En otras palabras, daban envidia de la buena. De esa que instaba a tirarles a Gabriela e Ignacio algo por la cabeza para ver si cambiaban esa mirada tan fofa y despejaban así la duda sobre si era el amor o la estupidez lo que obraba de tal forma. Seguramente las dos cosas.
Mientras los observaba caminar embelesados por la calle desde un banquito de la plaza, la anciana sentada a mi lado debió inferir o compartir parte de mis pensamientos porque se descalzó y me ofreció uno de sus zapatos antes de señalarme a la pareja de tórtolos.
Me reí sin poder ocultar unas sonoras carcajadas que me hicieron doblarme en el asiento aun ante la mirada vigilante y reprobadora de mi acompañante. Rechacé el zapato que me tendía y seguí deleitándome mirándolos. Si estaban soñando, ¿para qué despertarlos?

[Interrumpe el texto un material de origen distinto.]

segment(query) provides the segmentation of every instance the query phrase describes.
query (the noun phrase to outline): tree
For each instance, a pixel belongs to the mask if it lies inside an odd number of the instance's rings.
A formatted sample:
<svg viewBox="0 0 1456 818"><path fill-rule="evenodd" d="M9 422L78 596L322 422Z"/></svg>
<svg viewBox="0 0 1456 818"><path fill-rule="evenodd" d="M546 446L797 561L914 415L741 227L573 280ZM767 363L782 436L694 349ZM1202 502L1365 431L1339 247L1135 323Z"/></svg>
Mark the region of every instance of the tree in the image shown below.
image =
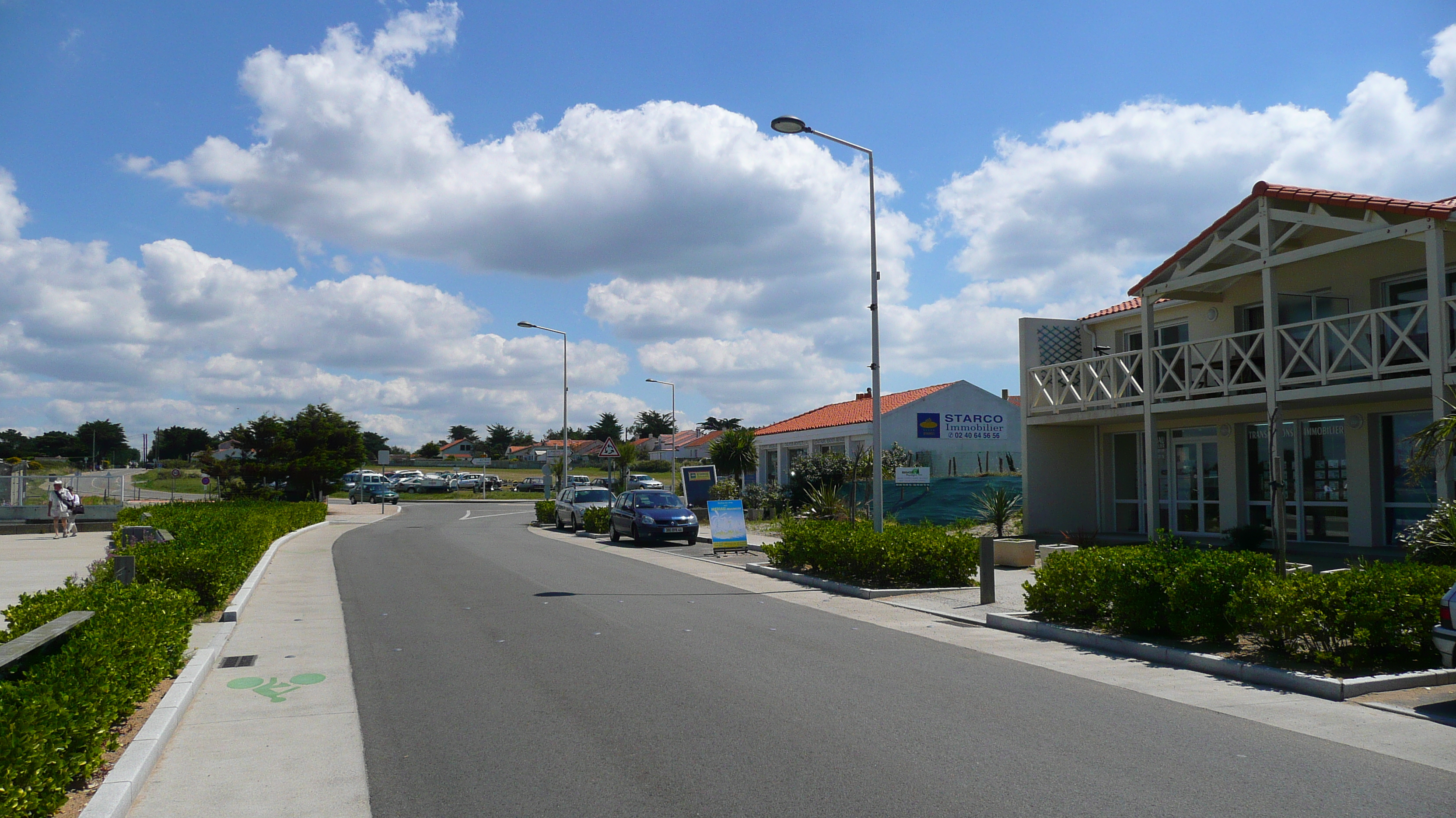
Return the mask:
<svg viewBox="0 0 1456 818"><path fill-rule="evenodd" d="M457 440L467 440L470 442L479 442L480 437L470 426L450 426L450 442Z"/></svg>
<svg viewBox="0 0 1456 818"><path fill-rule="evenodd" d="M317 499L364 460L358 422L328 403L304 406L288 421L264 415L233 426L227 437L252 454L202 458L202 472L218 479L224 496Z"/></svg>
<svg viewBox="0 0 1456 818"><path fill-rule="evenodd" d="M751 429L728 429L708 447L708 457L719 470L729 472L743 485L743 476L759 467L759 450Z"/></svg>
<svg viewBox="0 0 1456 818"><path fill-rule="evenodd" d="M95 460L125 461L130 458L131 447L127 445L127 431L121 424L105 421L87 421L77 426L76 442L80 444L83 456L90 460L95 450ZM119 454L119 457L118 457Z"/></svg>
<svg viewBox="0 0 1456 818"><path fill-rule="evenodd" d="M42 432L26 441L31 454L36 457L84 457L90 454L90 442L86 451L80 451L80 441L70 432Z"/></svg>
<svg viewBox="0 0 1456 818"><path fill-rule="evenodd" d="M635 437L645 438L652 435L670 435L673 434L673 416L665 412L657 412L654 409L646 409L638 412L636 422L628 429Z"/></svg>
<svg viewBox="0 0 1456 818"><path fill-rule="evenodd" d="M712 415L709 415L699 425L709 432L722 432L728 429L741 429L743 426L738 424L738 421L743 421L743 418L713 418Z"/></svg>
<svg viewBox="0 0 1456 818"><path fill-rule="evenodd" d="M622 440L622 422L612 412L603 412L596 424L587 428L585 440Z"/></svg>
<svg viewBox="0 0 1456 818"><path fill-rule="evenodd" d="M237 440L232 432L229 432L227 437ZM210 435L207 429L195 429L189 426L167 426L165 429L157 429L153 432L153 460L183 460L194 451L201 451L213 445L213 435Z"/></svg>
<svg viewBox="0 0 1456 818"><path fill-rule="evenodd" d="M511 448L511 440L515 437L515 429L504 424L495 424L485 429L485 451L491 457L505 457L505 451Z"/></svg>
<svg viewBox="0 0 1456 818"><path fill-rule="evenodd" d="M371 460L376 454L389 448L389 438L377 432L360 432L360 438L364 441L364 456Z"/></svg>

Alguien me dijo alguna vez que en realidad el amor no se hacía, sino que ya estaba hecho. Bastaba seguir con la vista a Gabriela e Ignacio para empezar a creer que sí, que era cierto: que era el amor lo que no se cansaba de hacerlos.






4 comentarios:

  1. No sé si me gustaron más los juegos geométricos, o las implicaciones anatómicas, o esa manera tan divertida de vivir ajenos al mundo y las miradas. Lo que tiene que ser divertido es ser uno de los muebles de esa casa: uno nunca se aburriría... ¡Saludos!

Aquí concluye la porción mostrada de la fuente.